Números 11 — Explicação das Escrituras

Números 11

Números 11 relata o descontentamento e as queixas dos israelitas no deserto. O capítulo começa com o povo reclamando de suas dificuldades e desejando a comida que tinham no Egito. Moisés fica sobrecarregado com o fardo de liderar o povo e expressa sua frustração a Deus. Em resposta, Deus nomeia setenta anciãos para ajudar Moisés em seu papel de liderança. No entanto, apesar da provisão de Deus, os israelitas continuam reclamando e mostrando uma atitude ingrata. Deus envia uma praga severa em resposta às suas queixas constantes. Números 1 destaca os desafios da liderança, as consequências da ingratidão e a importância de confiar na orientação de Deus em tempos difíceis.

Explicação

11:1–3 O leitor fica surpreso com a prontidão do povo em reclamar contra Deus depois de tudo que Ele fez por eles. Uma pista para o descontentamento é encontrada no versículo 1 - “consumidos alguns nos arredores do acampamento”. Os descontentes estavam a certa distância da arca. O fogo de Deus “consumiu” na extremidade do acampamento, dando ao local o nome de Taberá (“queima”). As versões King James e New King James dizem que o fogo consumiu alguns dos queixosos. A ASV afirma apenas que o fogo consumiu na parte mais distante do acampamento. De qualquer forma, foi um aviso misericordioso para o povo como um todo de um julgamento que seria severo.

11:4–9 A segunda reclamação ocorreu bem no meio do acampamento, mas desta vez o motivo pode ser encontrado na expressão multidão misturada ou “ralé”. Alguns incrédulos haviam saído do Egito com os israelitas, e essa multidão mista era uma fonte contínua de pesar para os israelitas. Seu descontentamento se espalhou para os israelitas, fazendo-os ansiar com intenso desejo pela comida do Egito e desprezar o maná. Veja o Salmo 78:17-33 para o comentário de Deus sobre isso.

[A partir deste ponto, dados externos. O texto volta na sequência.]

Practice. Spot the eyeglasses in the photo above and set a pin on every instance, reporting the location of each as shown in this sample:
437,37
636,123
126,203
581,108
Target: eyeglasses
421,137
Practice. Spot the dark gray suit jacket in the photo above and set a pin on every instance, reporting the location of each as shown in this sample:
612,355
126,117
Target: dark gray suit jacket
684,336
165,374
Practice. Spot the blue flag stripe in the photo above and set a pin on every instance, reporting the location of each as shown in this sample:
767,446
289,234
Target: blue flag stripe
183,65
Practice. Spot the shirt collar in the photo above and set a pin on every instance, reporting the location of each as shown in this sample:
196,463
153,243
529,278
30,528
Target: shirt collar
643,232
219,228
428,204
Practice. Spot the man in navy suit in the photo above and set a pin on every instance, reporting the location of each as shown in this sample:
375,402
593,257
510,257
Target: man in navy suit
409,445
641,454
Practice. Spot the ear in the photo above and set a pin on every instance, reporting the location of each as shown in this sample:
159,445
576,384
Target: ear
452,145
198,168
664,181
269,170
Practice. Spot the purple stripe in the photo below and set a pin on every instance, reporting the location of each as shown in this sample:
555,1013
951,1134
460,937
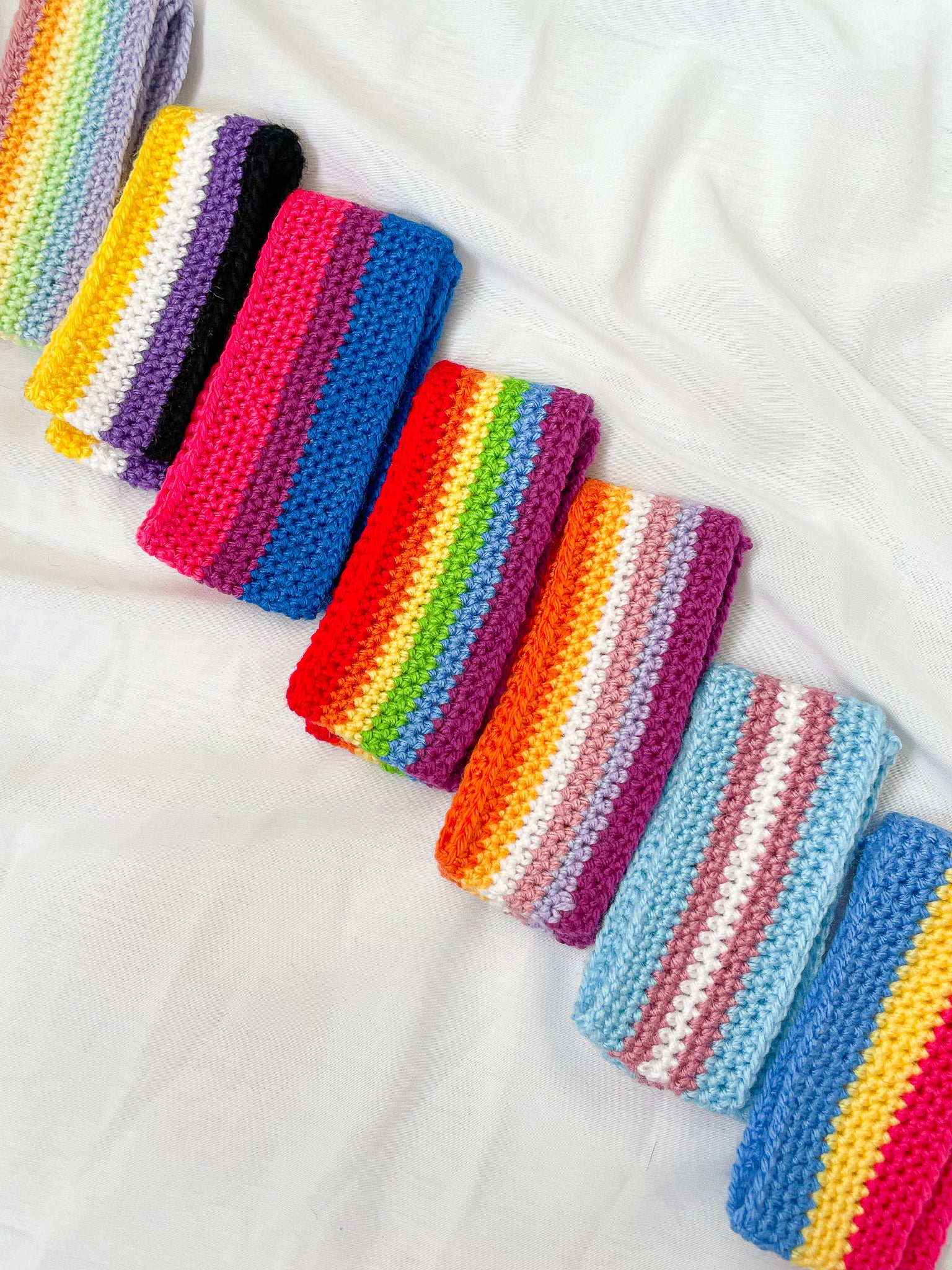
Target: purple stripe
139,414
716,549
267,489
633,724
566,445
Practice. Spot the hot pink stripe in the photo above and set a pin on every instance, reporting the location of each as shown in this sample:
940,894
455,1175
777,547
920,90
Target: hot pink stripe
239,404
601,734
780,848
725,827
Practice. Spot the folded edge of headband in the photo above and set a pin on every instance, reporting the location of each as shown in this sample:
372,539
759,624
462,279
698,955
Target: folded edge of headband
575,755
81,81
730,893
125,367
847,1158
298,422
428,611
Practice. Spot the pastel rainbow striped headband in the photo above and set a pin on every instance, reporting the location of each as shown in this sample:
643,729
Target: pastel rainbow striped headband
847,1158
423,625
123,368
571,763
723,915
295,427
79,83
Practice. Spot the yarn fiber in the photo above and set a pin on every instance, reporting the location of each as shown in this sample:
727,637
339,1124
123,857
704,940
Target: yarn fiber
125,367
571,763
847,1158
425,623
723,913
294,430
79,83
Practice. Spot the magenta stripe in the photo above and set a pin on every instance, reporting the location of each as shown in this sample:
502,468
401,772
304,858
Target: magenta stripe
602,733
280,458
752,745
769,882
716,549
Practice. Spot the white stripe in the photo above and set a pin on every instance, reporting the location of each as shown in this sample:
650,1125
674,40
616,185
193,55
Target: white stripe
598,664
743,865
152,282
106,459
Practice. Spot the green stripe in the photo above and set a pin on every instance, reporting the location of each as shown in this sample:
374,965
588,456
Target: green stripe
444,600
37,221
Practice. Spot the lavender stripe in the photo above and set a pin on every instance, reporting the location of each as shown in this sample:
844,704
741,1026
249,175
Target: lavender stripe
559,897
300,403
569,436
138,418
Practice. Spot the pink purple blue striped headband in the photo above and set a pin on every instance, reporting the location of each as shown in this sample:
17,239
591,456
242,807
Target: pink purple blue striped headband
294,431
723,915
79,83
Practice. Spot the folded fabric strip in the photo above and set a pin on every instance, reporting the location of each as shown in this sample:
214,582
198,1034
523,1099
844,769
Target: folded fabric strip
573,761
79,83
123,368
428,613
728,901
293,433
847,1158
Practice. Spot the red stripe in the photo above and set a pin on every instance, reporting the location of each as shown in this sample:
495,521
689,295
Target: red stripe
756,917
366,587
909,1198
752,744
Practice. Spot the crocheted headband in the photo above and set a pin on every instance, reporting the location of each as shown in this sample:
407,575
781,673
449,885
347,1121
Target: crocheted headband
564,780
79,83
428,611
295,427
847,1158
122,371
724,910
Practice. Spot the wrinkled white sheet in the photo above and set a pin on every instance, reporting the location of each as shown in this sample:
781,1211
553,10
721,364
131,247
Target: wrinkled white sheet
243,1021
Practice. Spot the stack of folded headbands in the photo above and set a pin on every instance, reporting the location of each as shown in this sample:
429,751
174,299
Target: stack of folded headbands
79,83
495,624
122,371
428,611
295,427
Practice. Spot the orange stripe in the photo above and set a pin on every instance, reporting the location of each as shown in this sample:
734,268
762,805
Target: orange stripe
414,548
30,98
507,765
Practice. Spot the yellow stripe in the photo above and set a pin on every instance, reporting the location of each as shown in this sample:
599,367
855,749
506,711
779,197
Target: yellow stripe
79,342
25,182
69,441
904,1028
580,628
400,639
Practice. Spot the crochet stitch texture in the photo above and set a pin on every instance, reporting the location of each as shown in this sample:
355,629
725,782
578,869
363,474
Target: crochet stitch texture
571,763
123,368
724,911
847,1158
294,430
81,82
423,625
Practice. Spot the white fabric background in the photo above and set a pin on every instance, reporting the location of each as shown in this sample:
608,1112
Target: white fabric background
243,1021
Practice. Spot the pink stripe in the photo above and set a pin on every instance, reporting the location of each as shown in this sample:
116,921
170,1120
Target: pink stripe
19,43
725,827
601,734
236,409
780,848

Que estranho que as almas que Jesus alimenta
Com maná de cima
Devem entristecê-lo por suas más ações,
E pecar contra o Seu amor.
Mas é uma maravilha ainda maior
Aquele de quem eles se desviam
Deve suportar sua vontade rebelde,
E lave seus pecados.

11:10–15 Moisés primeiro clamou ao SENHOR a respeito de sua própria incapacidade de cuidar de tal povo sozinho; então ele descreveu a total impossibilidade de fornecer carne para tal multidão. Finalmente, ele pediu a morte como uma fuga de tais problemas.

11:16, 17 A primeira resposta do Senhor foi providenciar a designação de setenta ... anciãos para compartilhar o fardo do povo com Moisés. Muitos estudantes da Bíblia questionam se isso foi o melhor de Deus para Moisés. Eles raciocinam que, porque Deus dá força para fazer tudo o que Ele ordena, Moisés sofreu uma diminuição da capacitação divina quando suas responsabilidades diminuíram.7 Anteriormente, Moisés havia designado homens para agir como autoridades civis de acordo com o conselho de seu sogro (Êxodo 18). :25; Deut. 1:9–15). Possivelmente os setenta escolhidos aqui foram para ajudar a carregar o fardo espiritual. Estas duas nomeações distintas não devem ser confundidas.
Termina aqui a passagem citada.